Saturday, 13 June 2026

'The House That Called Her Mother' by Anatoly Loginov

Mara knew the mistake the moment the door groaned behind her. Low. Tired. Like the house had waited too long. Dust swirled around her ankles. Alive. Curious. Then the whisper.

“Mama…”

It wasn’t a voice. Not exactly. Just wood stretching wrong. Pipes ticking. Shadows reaching too far. But she heard it. Clear.

She left for a hotel that afternoon. Slept poorly. Woke to a mirror cracking sharply. She didn’t understand. By morning, she was back. The house welcomed her with thick, feverish warmth, and it felt alive, aware, patient.

“I’m not her,” she whispered.

The walls didn’t care. They knew her blood. Her scent.

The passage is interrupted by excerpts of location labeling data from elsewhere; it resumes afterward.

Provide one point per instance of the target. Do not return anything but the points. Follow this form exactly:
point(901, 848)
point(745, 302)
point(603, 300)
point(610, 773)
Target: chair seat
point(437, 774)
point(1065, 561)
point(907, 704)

She scrubbed floors until her hands bled. Tossed old clothes and boxes. Nothing changed. Cabinet doors swung open on their own. Hallway lights flickered. At night, the floorboards tightened around her bed. Hungry. Thin.

“Mama…”

Warm breath brushed her neck. Too close. Too real.

On the tenth night, the house shook.

“I can’t give you what you want,” she yelled.

Upstairs, a door slammed. Windows rattled.

“But I can’t leave either.”

Silence fell. Then something shifted inside the walls. Slow. Deliberate. Thinking.

Mara pressed her palm to the peeling wallpaper. It burned. Fire hot.

“Alright,” she breathed. “I’ll stay. For now.”

The house exhaled. Long. Trembling. The wall leaned into her hand like a child finally lifted.

She tried to pull away.

The wallpaper clung. Warm. Alive. Insistent.

It would not let go.



Anatoly Loginov is a clinical psychologist and writer based in Saint Petersburg. His work has appeared in Asymptote, Space and Time Magazine, and Druzhba Narodov.